Voilà que je continue mon exploration de l'oeuvre d'Italo Calvino, laquelle a commencé avec mes premièrers grosses lectures adultes, à l'âge de 14 ans. Cette fois-ci, entre le recueil inachevé (il devait porter sur les cinq sens, et n'en raconte que trois) Sous le soleil jaguar, et le très oulipesque Le château des destins croisés que je viens de commencer (je verrai si j'arrive à en dire quelque chose une fois que je l'aurai fini, il semble y avoir matière) j'ai entamé une lecture qui comprend à la fois relecture et découverte d'inédits.
Cosmicomics : récits anciens et nouveaux ne doit pas être confondu avec le recueil appelé simplement Cosmicomics (les titres italiens sont moins ambigüs : Le Cosmicomiche / Tutte le Cosmicomiche). Il s'agit en effet de l'intégrale, paru en 1997 en italien et en 2001 en français, du cycle de Cosmicomics que Calvino a commencé dans les années 60 ; on y trouve, outre Comsicomics donc, celui que j'ai déjà lu depuis de longues années, les recueils Temps zéro, Autres histoires cosmicomiques et Nouvelles histoires cosmicomiques, ces dernières ne comptant que deux nouvelles.
Le fil rouge de ces recueils est assez difficile à résumer : chaque récit commence par un paragraphe tiré d'un ouvrage scientifique, portant sur le passé de l'univers ou de la terre. Est-ce une conférence ? On ne sair pas précisément, toujours est-il que ce discours est interrompu à chaque fois, didascalie à l'appui, par un personnage répondant au nom imprononçable de Qwfwq (c'est une constante parmi les mystérieux congénères, ou en tout cas contemporains de ce dernier, d'avoir des noms défiant la prononciation, voir la lecture). On ne saura jamais qui ou ce qu'est Qwfwq, mais il est d'un âge plus que vénérable, puisqu'il est témoin de chacune des époques dont il est question, même celle de la naissance de l'univers, en passant par celle des dinosaures, celle de la conquête de la terre ferme...
J'avais cité, dans ma chronique des Villes invisibles du même auteur, une critique plus officielle qui parlait à propos de Cosmicomics d'une "poésie plus métaphysique que pataphysique (malgré les apparences)". C'est tout à fait ça : le roman réussit une synthése parfaite entre une poésie burlesque et un aspect spéculatif très cérébral, l'un comme l'autre étant poussé bien plus loin que pour Les Villes invisibles...enfin, une synthése moins parfaite pour certains textes : j'ai tout juster supporté l'austérité des deux Nouvelles histoires cosmicomiques (qui ont l'excuse d'être bien postérieures aux précédents recueils), et en revanche j'ai lâché l'affaire pour les deuxième et troisième partie de Temps zéro, beaucoup trop arides à mon goût.
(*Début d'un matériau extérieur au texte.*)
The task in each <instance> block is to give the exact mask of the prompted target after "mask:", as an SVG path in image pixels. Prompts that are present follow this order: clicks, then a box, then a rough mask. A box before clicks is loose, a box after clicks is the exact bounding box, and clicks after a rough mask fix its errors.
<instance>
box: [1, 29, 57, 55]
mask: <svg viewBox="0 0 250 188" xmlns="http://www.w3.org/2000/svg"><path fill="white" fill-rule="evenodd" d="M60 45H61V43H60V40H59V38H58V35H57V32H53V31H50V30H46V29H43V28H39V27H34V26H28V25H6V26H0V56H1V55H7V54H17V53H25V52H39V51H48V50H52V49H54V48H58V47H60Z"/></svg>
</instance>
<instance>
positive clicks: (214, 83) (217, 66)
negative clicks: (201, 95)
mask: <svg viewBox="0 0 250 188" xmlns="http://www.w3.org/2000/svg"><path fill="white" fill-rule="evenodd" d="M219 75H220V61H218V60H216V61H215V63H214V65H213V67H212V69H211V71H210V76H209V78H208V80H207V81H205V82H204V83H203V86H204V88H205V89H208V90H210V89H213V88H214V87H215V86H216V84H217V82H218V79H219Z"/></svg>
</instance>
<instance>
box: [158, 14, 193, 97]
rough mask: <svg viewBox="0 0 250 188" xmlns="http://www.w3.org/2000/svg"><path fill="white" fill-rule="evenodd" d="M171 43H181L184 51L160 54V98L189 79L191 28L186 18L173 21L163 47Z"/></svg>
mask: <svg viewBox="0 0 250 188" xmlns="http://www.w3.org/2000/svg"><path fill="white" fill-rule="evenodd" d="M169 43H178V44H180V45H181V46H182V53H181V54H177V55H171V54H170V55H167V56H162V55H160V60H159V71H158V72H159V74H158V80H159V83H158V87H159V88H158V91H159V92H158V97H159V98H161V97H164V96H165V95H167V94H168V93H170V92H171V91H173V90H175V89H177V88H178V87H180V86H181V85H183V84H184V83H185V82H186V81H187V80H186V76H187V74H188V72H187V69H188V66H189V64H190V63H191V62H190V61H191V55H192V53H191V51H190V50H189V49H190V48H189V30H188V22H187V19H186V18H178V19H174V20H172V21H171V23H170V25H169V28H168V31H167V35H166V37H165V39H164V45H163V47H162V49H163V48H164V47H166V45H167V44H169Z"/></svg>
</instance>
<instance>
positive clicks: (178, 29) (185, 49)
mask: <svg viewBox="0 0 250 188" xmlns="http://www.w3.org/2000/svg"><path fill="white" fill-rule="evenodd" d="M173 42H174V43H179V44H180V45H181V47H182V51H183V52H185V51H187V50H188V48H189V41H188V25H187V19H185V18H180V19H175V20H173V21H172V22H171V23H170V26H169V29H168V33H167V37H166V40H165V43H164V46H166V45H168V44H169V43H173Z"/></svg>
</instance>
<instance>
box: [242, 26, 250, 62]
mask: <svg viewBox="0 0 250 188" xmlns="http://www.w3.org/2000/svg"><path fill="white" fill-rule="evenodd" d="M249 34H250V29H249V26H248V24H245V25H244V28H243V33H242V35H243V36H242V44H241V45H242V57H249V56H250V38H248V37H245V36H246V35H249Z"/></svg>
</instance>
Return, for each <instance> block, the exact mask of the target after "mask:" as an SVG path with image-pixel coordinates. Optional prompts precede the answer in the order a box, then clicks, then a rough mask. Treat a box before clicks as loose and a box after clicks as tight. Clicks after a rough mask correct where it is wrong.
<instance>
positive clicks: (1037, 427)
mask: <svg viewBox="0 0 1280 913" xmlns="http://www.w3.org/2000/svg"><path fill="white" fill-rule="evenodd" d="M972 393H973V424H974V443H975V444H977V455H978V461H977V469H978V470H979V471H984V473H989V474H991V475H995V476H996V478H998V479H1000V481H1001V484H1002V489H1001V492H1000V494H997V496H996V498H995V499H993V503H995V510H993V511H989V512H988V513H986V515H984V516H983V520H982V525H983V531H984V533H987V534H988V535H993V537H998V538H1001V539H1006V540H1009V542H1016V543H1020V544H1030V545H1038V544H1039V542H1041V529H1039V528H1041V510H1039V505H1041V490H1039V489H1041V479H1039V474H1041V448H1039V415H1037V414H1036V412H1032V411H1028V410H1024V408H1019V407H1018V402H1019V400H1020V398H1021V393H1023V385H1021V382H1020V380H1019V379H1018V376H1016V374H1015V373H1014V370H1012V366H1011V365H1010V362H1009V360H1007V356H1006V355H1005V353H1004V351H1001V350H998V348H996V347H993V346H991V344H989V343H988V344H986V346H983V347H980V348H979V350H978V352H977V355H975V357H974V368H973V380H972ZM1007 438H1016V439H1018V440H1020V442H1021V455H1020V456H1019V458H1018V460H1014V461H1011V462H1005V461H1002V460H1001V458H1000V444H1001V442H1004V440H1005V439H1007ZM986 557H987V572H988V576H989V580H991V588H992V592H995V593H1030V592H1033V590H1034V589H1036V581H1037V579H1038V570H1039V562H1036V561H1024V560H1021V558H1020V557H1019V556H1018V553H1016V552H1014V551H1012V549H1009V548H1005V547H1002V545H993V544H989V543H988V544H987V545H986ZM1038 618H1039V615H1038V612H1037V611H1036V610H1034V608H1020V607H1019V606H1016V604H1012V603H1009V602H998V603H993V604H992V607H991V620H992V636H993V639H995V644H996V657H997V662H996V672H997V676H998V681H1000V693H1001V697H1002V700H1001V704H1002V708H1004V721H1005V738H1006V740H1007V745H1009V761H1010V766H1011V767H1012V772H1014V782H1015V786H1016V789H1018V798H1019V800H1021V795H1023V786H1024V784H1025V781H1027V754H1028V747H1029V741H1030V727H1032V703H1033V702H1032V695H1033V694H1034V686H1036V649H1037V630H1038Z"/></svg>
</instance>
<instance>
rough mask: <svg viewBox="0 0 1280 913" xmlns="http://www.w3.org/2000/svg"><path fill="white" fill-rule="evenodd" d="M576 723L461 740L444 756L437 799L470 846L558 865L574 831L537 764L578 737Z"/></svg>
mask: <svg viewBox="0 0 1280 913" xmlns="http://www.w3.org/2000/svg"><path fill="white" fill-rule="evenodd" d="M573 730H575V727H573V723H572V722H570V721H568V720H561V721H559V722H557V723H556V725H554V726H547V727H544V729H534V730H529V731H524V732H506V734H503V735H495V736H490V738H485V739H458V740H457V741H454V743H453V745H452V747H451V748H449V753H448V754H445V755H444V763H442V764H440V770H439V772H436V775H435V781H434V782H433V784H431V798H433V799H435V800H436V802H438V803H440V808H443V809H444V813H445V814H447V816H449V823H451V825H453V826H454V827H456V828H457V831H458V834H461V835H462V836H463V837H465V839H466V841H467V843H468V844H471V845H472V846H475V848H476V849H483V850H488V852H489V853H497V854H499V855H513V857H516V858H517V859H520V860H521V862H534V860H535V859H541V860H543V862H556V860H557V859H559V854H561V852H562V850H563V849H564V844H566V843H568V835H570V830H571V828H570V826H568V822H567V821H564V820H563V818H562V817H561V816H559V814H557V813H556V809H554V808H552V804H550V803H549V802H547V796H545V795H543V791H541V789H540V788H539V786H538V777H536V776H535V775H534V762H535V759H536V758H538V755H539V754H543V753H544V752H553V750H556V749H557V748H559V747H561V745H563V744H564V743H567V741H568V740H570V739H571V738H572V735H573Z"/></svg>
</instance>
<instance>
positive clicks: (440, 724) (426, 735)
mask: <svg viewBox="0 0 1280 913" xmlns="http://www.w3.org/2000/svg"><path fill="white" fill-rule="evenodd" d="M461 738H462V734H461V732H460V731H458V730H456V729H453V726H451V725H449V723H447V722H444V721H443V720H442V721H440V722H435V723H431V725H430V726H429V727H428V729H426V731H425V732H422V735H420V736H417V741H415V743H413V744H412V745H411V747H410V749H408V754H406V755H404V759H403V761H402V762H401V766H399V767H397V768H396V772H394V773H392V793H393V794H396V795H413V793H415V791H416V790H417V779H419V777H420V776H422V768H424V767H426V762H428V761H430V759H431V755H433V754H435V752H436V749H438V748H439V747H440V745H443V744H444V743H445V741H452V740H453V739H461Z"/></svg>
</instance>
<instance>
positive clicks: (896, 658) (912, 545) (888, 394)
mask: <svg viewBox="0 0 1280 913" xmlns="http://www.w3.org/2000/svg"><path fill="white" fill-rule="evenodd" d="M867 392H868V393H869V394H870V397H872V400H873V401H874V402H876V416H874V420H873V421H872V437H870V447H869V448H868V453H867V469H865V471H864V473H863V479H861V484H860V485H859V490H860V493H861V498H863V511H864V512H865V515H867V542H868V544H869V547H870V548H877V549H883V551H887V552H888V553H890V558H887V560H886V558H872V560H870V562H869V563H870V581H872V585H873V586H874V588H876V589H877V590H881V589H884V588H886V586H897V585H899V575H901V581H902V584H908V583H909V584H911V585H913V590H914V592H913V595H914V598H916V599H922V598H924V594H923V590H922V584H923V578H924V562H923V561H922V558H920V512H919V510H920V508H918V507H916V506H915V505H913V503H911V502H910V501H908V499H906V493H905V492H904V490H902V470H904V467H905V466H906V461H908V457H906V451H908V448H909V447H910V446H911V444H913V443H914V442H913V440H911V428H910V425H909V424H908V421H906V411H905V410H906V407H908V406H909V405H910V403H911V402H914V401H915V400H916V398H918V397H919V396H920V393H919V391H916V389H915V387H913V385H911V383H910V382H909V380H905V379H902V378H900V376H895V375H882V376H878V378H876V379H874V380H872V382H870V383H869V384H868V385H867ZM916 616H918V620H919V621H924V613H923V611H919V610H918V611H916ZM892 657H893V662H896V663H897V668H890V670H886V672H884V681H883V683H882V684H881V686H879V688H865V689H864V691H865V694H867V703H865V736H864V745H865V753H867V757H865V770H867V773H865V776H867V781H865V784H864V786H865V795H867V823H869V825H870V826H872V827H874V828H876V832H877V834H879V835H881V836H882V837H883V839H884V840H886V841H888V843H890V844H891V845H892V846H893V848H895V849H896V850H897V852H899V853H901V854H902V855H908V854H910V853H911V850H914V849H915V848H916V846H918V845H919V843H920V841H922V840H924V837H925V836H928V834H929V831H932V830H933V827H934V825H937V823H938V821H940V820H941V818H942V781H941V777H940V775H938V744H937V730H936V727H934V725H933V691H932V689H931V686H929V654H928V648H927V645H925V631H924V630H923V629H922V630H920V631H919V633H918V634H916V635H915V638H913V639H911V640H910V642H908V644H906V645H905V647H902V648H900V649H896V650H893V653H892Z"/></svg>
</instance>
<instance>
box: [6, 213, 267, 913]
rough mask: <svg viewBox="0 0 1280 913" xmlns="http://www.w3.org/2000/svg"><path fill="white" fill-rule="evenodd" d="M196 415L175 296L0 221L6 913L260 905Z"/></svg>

Du coup je ne sais même pas de quoi parle au juste la troisième partie éponyme du recueil, si ce n'est que, tout comme la dernière des Autres histoires cosmicomiques, elle ne semble pas avoir de rapport direct, ou de rapport tout court, avec la trame du cycle. Ca me console, d'un côté, et puis il reste la première partie du recueil, du niveau des deux meilleurs tomes du cycle. Il me faut quand même avouer que du point de vue de l'aridité, Calvino est sans cesse sur une corde raide, mais la plupart du temps, il arrvie à s'y tenir.
J'ai tenu quoi, trois paragraphes ? Il me faut maintenant renouer avec la "michaumanie" qui a marqué les premiers mois de ce blog. Ca faisait longtemps que je n'avais pas comparé des oeuvres, même surréalistes, à du Henri Michaux, tiens. Le cycle de Cosmicomics partage à mes yeux deux traits communs essentiels avec bien des cycle de récits du poéte belge : d'une part, le refus de la cohérence, les nouvelles se contredisent systématiquement les unes les autres, que ce soit sur l'âge de Qwfwq ou sur les événements dont il a été témoin, d'autre part un délire qui défie la visualisation, ce qui en fait peut-être le "roman" le plus étrange de Calvino, et un des plus grands OLNI du XXe siècle.
Pour finir, il fautr bien dire que Calvino montre de la suite dans les idées avec ces recueils : on ne compte plus les nouvelles qui fonctionnent sur le même canevas, celui d'une incompatibilité de goûts et de caractères entre le narrateur Qwfq et l'une des ses anciennes compagnes, ce qui cause leur séparation avec les transformations du monde. Il faut tout le génie de Calvino pour rendre ce motif pas répétitif pour deux sous.
Pas le versant le plus accessible de l'oeuvre de Calvino, certes : la pente est bien plus ardue encore que pour Les Villes invisibles. Mais ça mérite de s'accrocher.